Os Jogos Olímpicos sempre funcionam como uma vitrine para o país anfitrião, e com a França não é diferente. Contudo, isso também revela aspectos negativos. A sabotagem dos trens horas antes da cerimônia de abertura expõe uma desordem estrutural no país, caracterizada não apenas por sabotagens e greves, mas também por violência urbana e ameaças terroristas.
Na manhã de sexta-feira, 26, o sistema de transporte público da Grande Paris entrou em colapso devido a ataques coordenados, incluindo incêndios criminosos e vandalismo. Jean-Pierre Farandou, CEO da SNCF, informou que 800 mil usuários foram diretamente afetados, impactando todo o sistema de transporte.
Os criminosos incendiaram tubulações contendo cabos de sinalização vitais para o funcionamento do sistema em três linhas diferentes da rede TGV de alta velocidade. Dois dos quatro trens que transportavam atletas para Paris foram paralisados horas antes da abertura dos Jogos. Dois atletas alemães, a caminho da cerimônia, tiveram que retornar ao passar pela Bélgica.
As autoridades ainda investigam a autoria das sabotagens, que parecem ter as digitais de militantes de extrema esquerda, conhecidos por interromper serviços de transporte em manifestações contra privatizações e outras medidas liberais do governo.
O incidente alimenta as críticas da Reunião Nacional (RN) de Marine Le Pen, que acusa o governo de ser leniente diante das agitações dos ativistas e da criminalidade urbana, frequentemente atribuídas à imigração pela extrema direita.
Ataques gratuitos contra transeuntes brancos, principalmente à noite, são comuns nas grandes cidades francesas, cometidos por jovens descendentes de imigrantes árabes. Um amigo jornalista foi espancado e gravemente ferido em Paris, quando voltava para casa de madrugada.
Em julho do ano passado, um homem de 46 anos foi espancado até a morte no festival anual de Baiona após pedir a um grupo de jovens que parassem de urinar na rua. Ninguém foi processado. Duas semanas depois, uma mulher de 29 anos foi brutalmente estuprada em sua própria casa em Cherbourg-Octeville, no norte da França.
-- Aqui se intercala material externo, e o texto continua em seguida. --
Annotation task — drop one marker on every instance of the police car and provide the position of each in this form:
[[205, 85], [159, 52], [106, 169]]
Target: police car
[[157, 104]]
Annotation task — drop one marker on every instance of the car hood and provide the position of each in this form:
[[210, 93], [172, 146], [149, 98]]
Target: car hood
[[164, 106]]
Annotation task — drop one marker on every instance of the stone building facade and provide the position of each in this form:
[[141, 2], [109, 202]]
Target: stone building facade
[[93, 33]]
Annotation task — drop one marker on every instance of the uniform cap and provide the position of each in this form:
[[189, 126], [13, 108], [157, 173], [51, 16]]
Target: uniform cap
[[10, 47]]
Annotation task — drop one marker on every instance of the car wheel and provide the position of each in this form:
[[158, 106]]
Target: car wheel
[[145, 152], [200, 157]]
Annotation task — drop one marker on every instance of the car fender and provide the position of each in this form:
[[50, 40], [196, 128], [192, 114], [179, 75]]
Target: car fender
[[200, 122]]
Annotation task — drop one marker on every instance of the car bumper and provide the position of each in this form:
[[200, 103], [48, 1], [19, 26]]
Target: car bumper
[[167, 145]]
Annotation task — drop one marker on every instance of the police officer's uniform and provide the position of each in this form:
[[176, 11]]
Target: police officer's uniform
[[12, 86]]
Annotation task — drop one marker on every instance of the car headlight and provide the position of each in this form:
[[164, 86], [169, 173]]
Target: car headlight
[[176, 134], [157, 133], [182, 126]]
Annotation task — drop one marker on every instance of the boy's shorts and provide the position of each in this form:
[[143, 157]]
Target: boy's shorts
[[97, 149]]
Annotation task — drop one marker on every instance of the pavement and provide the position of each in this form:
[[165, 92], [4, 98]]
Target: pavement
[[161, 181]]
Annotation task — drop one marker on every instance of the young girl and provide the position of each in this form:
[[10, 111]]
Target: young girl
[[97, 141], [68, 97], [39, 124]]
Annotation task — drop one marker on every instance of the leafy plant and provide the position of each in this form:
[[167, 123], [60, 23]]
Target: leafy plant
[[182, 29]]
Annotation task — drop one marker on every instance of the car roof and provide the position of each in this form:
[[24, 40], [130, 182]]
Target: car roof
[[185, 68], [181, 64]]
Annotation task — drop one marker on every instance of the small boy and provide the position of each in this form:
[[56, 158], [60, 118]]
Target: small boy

Um jovem de 18 anos, com um extenso histórico de crimes não-punidos, foi detido.
Embora não sejam apenas descendentes de árabes que cometem esses crimes, parte deles é alimentada por tensões raciais. Além dos crimes de ódio, furtos e roubos são mais comuns na França do que em outros países de desenvolvimento comparável.
As prisões francesas estão superlotadas. Uma reportagem da Reuters revelou que o presídio de Villepinte, nos arredores de Paris, abrigava 1.048 presos, apesar de sua capacidade ser de 582. Embora isso possa parecer trivial em comparação com a realidade brasileira, não é comum em países desenvolvidos.
A política externa francesa também contribui para a insegurança. Na quarta-feira, o Ministério Público anunciou a prisão de um russo de 40 anos, acusado de espionagem para uma potência estrangeira com o objetivo de provocar hostilidades na França.
O presidente Emmanuel Macron é um dos principais aliados da Ucrânia contra a Rússia, e a atuação da França contra grupos jihadistas na África tem aumentado a ameaça de células terroristas, especialmente do Estado Islâmico.
Essa combinação de ameaças, ativas e potenciais, gera uma sensação de insegurança que fortalece a extrema direita francesa. Nas eleições de junho para o Parlamento Europeu, a RN formou a maior bancada francesa.
Graças a uma aliança tática entre o centro de Macron e a esquerda, que retiraram candidaturas em distritos onde o outro tinha mais chances no segundo turno das eleições para a Assembleia Nacional, a extrema direita ficou em terceiro lugar. Contudo, continua sendo um movimento forte e crescente, alimentado pela percepção de desordem.
O sucesso ou fracasso dos Jogos Olímpicos terá importantes repercussões políticas.